The Essence of Liberty

From my perch, America at 250 seems not to be in a particularly celebratory mood, and it’s more than just being stuck in the middle of an unpopular and embarrassing war. Perhaps one reason for such meager enthusiasm on an otherwise auspicious anniversary is because many of our people have become spiritually tired and morally feeble. In his first inaugural address President George Washington stated, “there exists in the economy and course of nature, an indissoluble bond between virtue and happiness.” Novelist Michael D. O’Brien asks, “Does the erosion begin when we decide that God is there first and foremost to serve our will, and to aid our lives on our terms? Are we evangelizing or are we being anti-evangelized?
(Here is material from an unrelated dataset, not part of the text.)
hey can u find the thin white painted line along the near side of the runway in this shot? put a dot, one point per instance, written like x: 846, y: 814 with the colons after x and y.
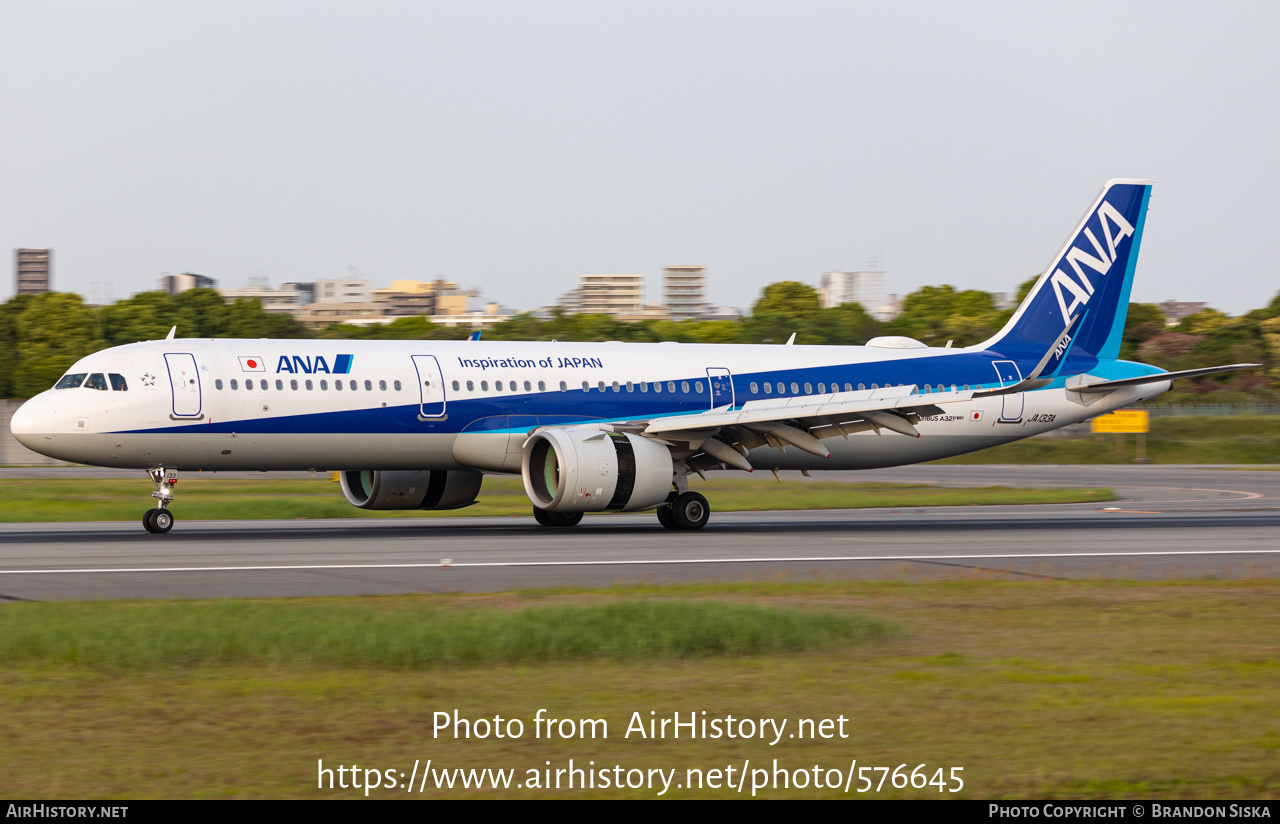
x: 456, y: 565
To what degree have we mistaken the assimilation by paganism for legitimate inculturation, that is, the adaptation of Christian culture to the ‘language’ of the surrounding non-Christian culture?”

The very essence of liberty is religious freedom, that is, the freedom of the children of God without which political rights mean very little. St. Peter exhorts, “Be free, yet without using freedom as a pretext for evil, but as slaves of God.” (1 Pt. 2:16) So many Americans it would now seem have adopted a quite distorted sense of religious liberty as being the supremacy of individual conscience, an attitude which when widely diffused produces subjectivism, moral relativism, and ultimately religious and social anarchy. Imagine what President Washington would have thought of ‘abortion rights,’ ‘gay marriage,’ or ‘transgenderism.’ I daresay that he would never have considered such abuses as legitimate fruits of freedom.

Freedom is somewhat like a loaded gun with no safety. One needs to aim carefully and sparingly and to select targets prudently lest disaster ensues. Similarly, what passes for freedom today more closely resembles diabolical disorientation ~ men passing as women and vice versa, marriage and family redefined, surrogacy and IVF lauded even as epic scourges of drug and pornography addiction abound, child trafficking and blatant war crimes committed with impunity using our tax dollars. Our elected authorities become silent as the grave on such matters of grave importance because they hold a false notion of freedom un-tethered from responsibility. The false assumption that humans are capable of unilaterally deciding what is good and what is evil began when the ‘rights of man’ were allowed to eclipse the ‘rights of God.’ But it is the role and sacred duty of Religion to defend first the rights of God. This is where the modern concept of religious liberty is failing.